This skill provides portable Python tools to generate speech (TTS), transcribe audio (STT), and create cloned/custom voices using Google GenAI and Cloud Speech SDKs. It supports Gemini-TTS for high-quality synthesis, Chirp 3 for transcription, and Instant Custom Voice workflows for cloning.
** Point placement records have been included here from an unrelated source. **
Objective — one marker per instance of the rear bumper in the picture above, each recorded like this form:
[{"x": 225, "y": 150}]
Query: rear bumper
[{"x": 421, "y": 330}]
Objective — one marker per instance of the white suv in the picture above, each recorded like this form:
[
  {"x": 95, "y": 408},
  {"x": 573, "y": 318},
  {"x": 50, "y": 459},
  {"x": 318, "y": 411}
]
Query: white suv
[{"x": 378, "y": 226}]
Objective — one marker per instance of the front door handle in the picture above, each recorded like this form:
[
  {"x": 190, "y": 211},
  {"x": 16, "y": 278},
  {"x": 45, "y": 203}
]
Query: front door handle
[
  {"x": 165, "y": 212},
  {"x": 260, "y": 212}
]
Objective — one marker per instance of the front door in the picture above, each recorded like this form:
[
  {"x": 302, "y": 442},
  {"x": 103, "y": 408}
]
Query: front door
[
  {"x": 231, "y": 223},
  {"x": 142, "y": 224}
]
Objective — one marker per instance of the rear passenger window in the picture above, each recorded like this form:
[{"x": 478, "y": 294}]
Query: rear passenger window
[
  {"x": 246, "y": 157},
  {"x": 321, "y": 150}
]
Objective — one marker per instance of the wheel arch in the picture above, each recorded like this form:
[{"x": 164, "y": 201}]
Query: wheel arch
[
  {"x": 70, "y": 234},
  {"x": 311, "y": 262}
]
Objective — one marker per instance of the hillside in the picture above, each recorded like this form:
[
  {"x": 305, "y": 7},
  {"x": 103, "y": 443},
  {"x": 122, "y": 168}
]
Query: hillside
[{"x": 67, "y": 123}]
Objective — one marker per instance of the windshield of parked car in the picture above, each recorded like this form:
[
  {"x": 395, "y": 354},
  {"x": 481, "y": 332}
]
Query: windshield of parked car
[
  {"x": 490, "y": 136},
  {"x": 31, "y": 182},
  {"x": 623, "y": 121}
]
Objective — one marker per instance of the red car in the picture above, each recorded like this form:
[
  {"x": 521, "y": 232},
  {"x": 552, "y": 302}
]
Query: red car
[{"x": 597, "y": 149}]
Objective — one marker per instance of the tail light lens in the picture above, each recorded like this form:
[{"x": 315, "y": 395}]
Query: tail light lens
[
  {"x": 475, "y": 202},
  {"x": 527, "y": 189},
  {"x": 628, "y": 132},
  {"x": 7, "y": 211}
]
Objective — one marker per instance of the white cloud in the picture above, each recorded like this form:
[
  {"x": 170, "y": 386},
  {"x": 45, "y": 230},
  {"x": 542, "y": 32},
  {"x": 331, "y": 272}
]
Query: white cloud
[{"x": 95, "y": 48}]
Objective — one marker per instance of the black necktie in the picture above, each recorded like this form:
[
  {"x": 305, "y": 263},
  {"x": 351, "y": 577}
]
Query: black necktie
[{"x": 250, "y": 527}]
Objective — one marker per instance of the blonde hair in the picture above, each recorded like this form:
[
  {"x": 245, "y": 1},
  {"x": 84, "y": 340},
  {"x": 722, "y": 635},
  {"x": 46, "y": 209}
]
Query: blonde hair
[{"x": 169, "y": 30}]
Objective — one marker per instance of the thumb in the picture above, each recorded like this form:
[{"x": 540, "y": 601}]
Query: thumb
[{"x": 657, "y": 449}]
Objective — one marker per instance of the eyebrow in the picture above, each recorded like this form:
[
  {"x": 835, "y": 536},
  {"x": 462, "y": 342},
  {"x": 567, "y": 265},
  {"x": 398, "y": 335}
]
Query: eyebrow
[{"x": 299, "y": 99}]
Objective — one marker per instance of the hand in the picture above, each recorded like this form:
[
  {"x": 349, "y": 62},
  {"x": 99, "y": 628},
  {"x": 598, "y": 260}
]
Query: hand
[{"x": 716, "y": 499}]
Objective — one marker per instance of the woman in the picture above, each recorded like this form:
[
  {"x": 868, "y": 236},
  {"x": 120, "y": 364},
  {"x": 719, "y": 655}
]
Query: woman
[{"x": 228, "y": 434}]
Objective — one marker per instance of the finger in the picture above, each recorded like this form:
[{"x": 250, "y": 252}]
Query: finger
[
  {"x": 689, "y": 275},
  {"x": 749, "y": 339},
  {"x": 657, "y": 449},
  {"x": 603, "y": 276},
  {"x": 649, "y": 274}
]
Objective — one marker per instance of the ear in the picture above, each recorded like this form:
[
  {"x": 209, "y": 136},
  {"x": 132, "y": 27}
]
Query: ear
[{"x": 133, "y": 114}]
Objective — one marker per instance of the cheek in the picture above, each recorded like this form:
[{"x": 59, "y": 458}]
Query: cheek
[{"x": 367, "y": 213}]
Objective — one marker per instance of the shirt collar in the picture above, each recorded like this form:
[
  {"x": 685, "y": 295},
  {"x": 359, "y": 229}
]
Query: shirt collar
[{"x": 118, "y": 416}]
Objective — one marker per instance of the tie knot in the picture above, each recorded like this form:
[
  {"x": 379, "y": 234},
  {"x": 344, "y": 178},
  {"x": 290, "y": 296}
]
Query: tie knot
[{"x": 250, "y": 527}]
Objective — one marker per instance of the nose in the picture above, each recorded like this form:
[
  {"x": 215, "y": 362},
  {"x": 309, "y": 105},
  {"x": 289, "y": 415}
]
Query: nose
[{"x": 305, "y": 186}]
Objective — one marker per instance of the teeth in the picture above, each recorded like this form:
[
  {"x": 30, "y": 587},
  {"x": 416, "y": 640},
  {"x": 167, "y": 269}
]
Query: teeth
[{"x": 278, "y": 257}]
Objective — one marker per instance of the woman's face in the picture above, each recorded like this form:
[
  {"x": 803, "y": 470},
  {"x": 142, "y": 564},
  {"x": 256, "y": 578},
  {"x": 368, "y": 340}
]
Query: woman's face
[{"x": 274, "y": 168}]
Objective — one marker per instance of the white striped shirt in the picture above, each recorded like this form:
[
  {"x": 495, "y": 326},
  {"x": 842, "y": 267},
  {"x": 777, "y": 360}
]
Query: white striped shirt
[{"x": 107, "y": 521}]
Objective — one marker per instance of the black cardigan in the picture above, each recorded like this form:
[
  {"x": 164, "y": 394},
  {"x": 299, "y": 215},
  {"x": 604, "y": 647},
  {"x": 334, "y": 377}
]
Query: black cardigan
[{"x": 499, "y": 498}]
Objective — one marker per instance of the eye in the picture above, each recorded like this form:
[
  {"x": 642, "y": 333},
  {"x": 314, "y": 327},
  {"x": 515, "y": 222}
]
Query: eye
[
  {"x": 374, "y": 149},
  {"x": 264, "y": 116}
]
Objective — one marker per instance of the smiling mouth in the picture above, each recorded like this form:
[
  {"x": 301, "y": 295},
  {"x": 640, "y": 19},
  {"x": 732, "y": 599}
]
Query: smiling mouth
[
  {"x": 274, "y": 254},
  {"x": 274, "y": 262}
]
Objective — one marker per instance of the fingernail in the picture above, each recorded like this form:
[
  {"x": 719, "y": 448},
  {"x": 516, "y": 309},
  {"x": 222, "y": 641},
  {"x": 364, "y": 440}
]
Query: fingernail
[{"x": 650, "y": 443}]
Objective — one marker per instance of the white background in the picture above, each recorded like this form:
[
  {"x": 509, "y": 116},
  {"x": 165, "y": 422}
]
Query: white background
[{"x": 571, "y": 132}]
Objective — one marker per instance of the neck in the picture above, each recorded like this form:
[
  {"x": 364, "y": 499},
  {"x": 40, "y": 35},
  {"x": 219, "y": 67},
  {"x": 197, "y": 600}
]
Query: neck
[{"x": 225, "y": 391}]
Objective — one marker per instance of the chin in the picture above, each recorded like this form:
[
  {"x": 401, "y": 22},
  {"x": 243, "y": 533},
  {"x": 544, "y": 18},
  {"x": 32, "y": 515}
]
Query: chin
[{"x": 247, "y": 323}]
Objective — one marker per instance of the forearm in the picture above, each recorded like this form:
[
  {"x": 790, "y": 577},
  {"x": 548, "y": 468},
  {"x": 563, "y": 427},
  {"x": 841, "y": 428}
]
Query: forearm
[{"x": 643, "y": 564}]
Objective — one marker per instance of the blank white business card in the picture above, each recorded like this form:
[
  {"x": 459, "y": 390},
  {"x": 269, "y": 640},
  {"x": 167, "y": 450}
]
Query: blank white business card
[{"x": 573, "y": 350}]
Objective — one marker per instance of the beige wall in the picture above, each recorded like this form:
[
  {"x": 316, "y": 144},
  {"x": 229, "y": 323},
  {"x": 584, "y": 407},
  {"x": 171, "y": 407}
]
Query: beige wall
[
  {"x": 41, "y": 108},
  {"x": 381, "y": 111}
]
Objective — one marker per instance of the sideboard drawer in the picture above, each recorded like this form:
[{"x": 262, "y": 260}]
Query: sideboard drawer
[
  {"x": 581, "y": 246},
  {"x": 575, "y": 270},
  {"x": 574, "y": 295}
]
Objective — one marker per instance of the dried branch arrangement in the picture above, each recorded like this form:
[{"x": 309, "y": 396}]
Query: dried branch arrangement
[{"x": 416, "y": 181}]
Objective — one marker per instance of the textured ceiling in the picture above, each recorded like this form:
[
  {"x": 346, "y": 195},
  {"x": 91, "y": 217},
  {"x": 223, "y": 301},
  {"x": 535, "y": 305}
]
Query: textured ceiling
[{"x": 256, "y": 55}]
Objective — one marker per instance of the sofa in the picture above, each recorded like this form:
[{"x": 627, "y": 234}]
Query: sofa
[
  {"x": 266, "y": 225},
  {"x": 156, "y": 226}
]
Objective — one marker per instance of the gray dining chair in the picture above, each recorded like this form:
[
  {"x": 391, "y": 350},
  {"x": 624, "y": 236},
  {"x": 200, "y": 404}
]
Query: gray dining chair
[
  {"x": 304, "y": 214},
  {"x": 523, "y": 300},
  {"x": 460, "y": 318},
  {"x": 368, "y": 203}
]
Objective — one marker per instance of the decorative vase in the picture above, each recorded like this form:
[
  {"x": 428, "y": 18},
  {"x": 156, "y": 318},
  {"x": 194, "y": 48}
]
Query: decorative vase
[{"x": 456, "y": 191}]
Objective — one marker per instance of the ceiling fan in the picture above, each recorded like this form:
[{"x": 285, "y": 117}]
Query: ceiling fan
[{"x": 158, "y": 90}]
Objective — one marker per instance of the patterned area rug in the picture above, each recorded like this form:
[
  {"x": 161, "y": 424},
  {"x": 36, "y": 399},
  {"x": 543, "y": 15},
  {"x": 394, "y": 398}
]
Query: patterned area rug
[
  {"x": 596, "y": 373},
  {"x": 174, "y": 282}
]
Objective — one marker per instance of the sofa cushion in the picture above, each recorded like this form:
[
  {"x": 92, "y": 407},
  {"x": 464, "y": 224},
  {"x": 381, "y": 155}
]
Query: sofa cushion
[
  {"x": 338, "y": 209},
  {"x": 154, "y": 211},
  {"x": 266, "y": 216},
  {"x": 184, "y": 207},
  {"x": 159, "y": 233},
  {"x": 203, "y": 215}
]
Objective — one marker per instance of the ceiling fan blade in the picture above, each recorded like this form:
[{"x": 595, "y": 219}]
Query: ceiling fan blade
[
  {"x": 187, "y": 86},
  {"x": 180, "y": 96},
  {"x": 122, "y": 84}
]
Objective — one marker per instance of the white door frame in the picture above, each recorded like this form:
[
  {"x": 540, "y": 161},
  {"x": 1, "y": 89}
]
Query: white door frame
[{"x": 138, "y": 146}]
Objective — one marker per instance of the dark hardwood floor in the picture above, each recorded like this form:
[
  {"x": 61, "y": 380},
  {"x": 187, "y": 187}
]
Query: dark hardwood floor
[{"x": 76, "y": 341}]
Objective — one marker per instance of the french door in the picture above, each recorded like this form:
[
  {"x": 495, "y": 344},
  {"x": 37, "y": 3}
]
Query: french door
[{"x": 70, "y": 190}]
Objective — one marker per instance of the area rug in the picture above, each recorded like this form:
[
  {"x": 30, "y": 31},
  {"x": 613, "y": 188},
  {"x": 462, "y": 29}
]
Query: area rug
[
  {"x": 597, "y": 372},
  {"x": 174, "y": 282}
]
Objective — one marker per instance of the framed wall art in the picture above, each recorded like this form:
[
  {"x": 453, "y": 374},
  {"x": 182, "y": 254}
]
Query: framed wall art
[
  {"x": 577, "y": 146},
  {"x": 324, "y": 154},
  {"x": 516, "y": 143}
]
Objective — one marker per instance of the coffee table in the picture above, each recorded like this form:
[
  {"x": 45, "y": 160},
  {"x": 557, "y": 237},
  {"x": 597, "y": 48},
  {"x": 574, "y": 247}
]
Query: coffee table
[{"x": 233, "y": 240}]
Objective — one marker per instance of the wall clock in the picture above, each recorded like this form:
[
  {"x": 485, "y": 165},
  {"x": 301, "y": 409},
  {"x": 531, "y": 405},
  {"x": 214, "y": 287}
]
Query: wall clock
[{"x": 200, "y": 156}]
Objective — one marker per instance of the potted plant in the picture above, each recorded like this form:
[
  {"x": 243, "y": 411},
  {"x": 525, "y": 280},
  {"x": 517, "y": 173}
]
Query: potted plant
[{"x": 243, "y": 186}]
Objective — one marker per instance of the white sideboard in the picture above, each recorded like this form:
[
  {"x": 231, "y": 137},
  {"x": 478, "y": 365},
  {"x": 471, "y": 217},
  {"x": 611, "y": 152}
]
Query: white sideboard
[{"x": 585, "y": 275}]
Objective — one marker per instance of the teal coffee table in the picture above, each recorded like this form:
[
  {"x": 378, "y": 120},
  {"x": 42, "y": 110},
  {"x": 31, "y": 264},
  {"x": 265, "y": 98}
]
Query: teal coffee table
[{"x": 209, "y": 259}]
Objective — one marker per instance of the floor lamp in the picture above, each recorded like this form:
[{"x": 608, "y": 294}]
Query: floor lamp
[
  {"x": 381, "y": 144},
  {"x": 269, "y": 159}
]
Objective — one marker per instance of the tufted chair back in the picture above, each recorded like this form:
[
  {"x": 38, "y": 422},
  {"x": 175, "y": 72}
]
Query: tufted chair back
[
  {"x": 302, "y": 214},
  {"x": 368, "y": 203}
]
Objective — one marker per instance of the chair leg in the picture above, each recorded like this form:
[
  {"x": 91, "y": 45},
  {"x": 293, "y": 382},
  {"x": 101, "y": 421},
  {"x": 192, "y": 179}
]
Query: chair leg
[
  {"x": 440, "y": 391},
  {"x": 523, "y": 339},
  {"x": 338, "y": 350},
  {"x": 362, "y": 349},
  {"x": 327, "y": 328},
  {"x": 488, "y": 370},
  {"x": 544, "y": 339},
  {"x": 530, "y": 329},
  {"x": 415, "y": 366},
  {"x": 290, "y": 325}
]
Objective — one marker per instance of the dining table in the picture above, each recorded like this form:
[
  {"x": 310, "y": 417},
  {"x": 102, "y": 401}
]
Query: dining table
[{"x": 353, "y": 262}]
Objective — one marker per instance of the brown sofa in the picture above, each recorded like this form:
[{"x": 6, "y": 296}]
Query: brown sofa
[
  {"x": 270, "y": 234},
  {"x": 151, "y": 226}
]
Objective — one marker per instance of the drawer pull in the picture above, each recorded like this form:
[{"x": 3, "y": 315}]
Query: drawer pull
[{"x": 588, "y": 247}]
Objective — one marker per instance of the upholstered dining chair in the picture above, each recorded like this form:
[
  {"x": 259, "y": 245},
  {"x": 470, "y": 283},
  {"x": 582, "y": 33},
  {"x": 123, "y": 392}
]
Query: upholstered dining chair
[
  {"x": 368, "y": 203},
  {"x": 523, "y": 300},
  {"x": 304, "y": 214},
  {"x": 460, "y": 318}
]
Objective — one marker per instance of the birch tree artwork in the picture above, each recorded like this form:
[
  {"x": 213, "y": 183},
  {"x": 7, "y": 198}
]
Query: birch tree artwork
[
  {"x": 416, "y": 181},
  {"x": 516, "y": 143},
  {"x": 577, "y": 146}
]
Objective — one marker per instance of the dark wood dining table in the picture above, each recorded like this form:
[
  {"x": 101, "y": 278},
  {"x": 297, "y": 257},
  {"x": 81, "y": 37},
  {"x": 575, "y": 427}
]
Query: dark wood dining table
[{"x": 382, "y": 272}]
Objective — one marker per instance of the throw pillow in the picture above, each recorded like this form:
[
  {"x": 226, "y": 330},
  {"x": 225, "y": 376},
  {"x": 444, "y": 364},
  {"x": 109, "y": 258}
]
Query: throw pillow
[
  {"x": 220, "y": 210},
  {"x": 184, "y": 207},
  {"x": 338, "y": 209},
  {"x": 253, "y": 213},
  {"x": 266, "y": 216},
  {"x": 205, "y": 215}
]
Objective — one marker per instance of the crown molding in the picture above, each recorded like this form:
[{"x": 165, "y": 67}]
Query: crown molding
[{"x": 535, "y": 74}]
The scripts are lightweight, command-line friendly, and designed for integration into pipelines or quick experiments.

How this skill works

Scripts call Google APIs using credentials from environment variables and project settings. generate_speech.py sends text and voice parameters to Gemini-TTS or an Instant Custom Voice key to produce audio files. transcribe_audio.py uploads audio to Chirp 3 for automatic transcription. create_custom_voice.py produces a voiceCloningKey from a reference audio and a consent recording for later TTS use.

When to use it

Create spoken audio from text for apps, demos, or narration.
Transcribe recorded meetings, interviews, or voice notes to text.
Create a custom synthetic voice for brand or accessibility use.
Prototype voice features in chatbots, IVR, or multimedia projects.
Batch-process audio files or integrate TTS/STT into pipelines.

Best practices

Set GOOGLE_API_KEY, GOOGLE_CLOUD_PROJECT, and GOOGLE_APPLICATION_CREDENTIALS before running scripts.
Use 10–30 seconds of clear, single-speaker audio for reliable voice cloning.
Record a short consent phrase exactly as required when creating a custom voice.
Choose appropriate models (gemini-2.5-flash-preview-tts for TTS, chirp_3 for STT) and adjust language/region flags.
Validate output audio and transcripts, then refine prompts or audio quality if results are noisy.

Example use cases

Generate narrated product walkthroughs or marketing clips with Gemini-TTS.
Transcribe customer service calls and export text for analytics.
Clone a presenter’s voice for consistent automated announcements.
Convert lecture recordings to searchable transcripts for study tools.
Produce localized voiceovers by swapping TTS voice/style parameters.

FAQ

What environment variables are required?

Set GOOGLE_API_KEY for Gemini TTS. Also set GOOGLE_CLOUD_PROJECT and GOOGLE_APPLICATION_CREDENTIALS for STT and voice cloning workflows.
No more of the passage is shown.